The film tracks the journey of two contrasting characters and the course their lives take when they fall for each other. A debutant’s effort, Lakshman has tried to bring in some variation in the characterisation of the lead pair, in an otherwise cliched and predictable scenario.

Karthik, a gym trainer, is comfortable in his middle class existence, while Aishwaria, a flight attendant, fed up of her middle class lifestyle, yearns for a more luxurious one. While he searches for love and thinks he has found it in her, she with her philosophy of ‘money is life’ latches on to him, mistakenly thinking he is wealthy. An interesting premise to work one.

But apart from a few moments, the rest slips into the predictable mode.  Back to his chocolate boy roles is Jayam Ravi. Well clothed and debonair, Ravi with earnestness portrays Karthik who sees his calculation about the girl he had fallen for going awry.

Hansika’s oomph factor combined with her cute looks make her eminently watchable. It’s refreshing to see that this time it’s the girl who pursues the guy with single minded determination and not vice versa. Once Aishwaria discovers that he is not the rich guy she mistook him for, she brushes him off rudely and callously. With Karthik stubbornly refusing to let her go, she puts him through various tests - not very imaginative ones - like picking up expensive clothes at a shopping mall and making him pay for them. At times Aishwaria does seem a tad obnoxious and jarring, her voice turning screechy, the lip sync missing.

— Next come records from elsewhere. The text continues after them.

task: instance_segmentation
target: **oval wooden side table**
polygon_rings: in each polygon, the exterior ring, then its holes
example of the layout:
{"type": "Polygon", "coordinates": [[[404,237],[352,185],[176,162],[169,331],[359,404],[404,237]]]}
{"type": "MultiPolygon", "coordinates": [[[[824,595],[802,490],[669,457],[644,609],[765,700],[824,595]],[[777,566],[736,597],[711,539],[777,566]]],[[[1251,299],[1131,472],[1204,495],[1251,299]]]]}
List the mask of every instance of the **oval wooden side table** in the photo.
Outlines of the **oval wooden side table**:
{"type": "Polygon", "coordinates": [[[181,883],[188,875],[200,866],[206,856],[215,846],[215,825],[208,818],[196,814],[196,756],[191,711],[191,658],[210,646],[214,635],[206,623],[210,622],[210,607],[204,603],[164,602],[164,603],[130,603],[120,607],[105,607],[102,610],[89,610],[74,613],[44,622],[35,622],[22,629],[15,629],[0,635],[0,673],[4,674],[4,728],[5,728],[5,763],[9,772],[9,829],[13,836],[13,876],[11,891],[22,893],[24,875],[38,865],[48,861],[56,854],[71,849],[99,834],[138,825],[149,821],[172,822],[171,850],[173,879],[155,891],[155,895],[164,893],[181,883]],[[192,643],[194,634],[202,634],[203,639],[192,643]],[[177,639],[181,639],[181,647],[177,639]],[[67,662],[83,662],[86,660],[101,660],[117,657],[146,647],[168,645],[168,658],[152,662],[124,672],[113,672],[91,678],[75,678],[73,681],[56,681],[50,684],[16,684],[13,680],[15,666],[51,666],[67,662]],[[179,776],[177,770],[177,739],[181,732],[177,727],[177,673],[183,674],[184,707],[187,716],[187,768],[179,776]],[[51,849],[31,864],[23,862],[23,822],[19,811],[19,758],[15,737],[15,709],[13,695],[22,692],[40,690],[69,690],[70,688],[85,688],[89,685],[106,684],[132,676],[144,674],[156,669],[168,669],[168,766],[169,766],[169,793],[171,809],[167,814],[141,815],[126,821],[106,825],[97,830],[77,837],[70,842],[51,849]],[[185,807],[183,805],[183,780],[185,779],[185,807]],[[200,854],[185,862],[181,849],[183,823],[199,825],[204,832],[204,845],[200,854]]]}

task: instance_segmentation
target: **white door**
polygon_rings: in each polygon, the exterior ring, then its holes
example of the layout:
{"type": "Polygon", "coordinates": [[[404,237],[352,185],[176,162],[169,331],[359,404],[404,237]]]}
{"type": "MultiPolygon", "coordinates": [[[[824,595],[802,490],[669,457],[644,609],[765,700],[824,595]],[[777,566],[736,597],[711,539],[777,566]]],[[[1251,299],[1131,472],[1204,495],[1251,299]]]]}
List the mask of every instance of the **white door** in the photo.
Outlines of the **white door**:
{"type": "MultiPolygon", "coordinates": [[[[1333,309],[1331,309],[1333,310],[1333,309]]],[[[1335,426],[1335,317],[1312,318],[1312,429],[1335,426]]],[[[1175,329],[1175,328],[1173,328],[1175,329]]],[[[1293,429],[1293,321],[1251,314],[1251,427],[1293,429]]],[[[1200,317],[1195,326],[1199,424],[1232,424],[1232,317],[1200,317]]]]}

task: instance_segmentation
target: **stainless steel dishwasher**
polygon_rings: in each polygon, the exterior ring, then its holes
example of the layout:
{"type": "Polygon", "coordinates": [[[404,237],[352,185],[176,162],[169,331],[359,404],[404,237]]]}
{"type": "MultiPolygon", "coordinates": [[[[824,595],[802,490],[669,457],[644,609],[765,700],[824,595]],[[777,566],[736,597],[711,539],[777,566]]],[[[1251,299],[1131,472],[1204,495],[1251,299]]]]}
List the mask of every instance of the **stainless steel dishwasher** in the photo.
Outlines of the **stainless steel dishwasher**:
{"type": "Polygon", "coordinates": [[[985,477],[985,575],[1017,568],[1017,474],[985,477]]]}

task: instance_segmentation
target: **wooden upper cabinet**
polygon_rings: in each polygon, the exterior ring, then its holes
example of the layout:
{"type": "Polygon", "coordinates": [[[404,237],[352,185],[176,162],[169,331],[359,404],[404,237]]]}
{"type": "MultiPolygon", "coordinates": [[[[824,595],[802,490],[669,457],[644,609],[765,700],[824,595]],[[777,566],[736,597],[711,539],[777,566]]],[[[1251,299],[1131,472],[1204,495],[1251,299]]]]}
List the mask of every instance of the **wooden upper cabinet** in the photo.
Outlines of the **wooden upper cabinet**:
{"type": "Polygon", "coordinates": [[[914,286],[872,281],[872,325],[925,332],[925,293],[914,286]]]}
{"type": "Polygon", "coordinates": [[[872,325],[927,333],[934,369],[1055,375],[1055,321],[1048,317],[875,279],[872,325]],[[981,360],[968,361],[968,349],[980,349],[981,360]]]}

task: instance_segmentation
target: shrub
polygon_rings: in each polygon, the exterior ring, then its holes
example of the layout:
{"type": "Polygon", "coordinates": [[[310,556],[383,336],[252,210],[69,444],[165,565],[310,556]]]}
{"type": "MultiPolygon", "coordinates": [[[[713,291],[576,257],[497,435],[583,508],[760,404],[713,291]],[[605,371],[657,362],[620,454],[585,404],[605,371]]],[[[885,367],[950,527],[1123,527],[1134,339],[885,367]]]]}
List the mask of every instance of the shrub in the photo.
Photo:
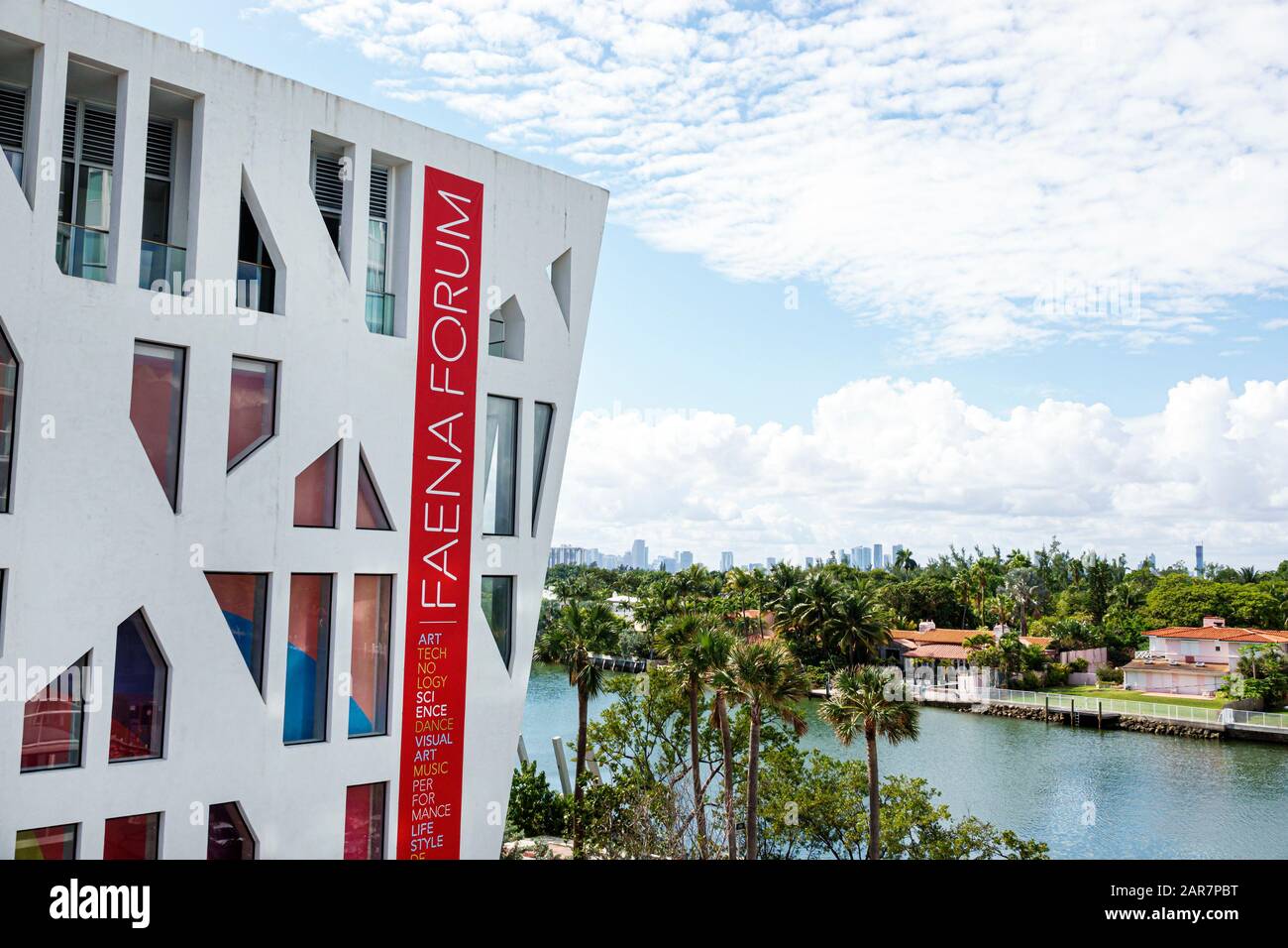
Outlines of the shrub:
{"type": "Polygon", "coordinates": [[[563,836],[568,820],[568,801],[550,788],[535,761],[519,765],[510,784],[511,832],[506,836],[563,836]]]}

V T V Ganesh plays himself and peps up the scene. Hilarious is the moment where he tries to pacify a sozzled, raving Karthik. But Karthik’s drunken act at Aishwaria’s apartment is a long drawn out tame one. The second half at moments seems almost a repetition of the earlier one, where this time it’s Karthik who gives Aishwaria a taste of her own medicine.

Karthik refusing to play Devadas after getting rejected by Aishwaria, and blackmailing her into finding a suitable girl for him, has a refreshing feel. But the whole episode of Aishwaria and her wealthy stuck-up fiance Arjun (Vamsi), goes on expected lines.

The much hyped Dandanakka... song falls flat, the Idharku thaane... number a more imaginatively choreographed one. The climax is again long drawn, the director leading it to a pre-determined ending. Incidentally, if Shakespeare had to be invoked, The Taming of the Shrew would have been a more suitable title!

The film, an average entertainer, would have been more engaging if only the screenplay had been coherent and the episodes interesting.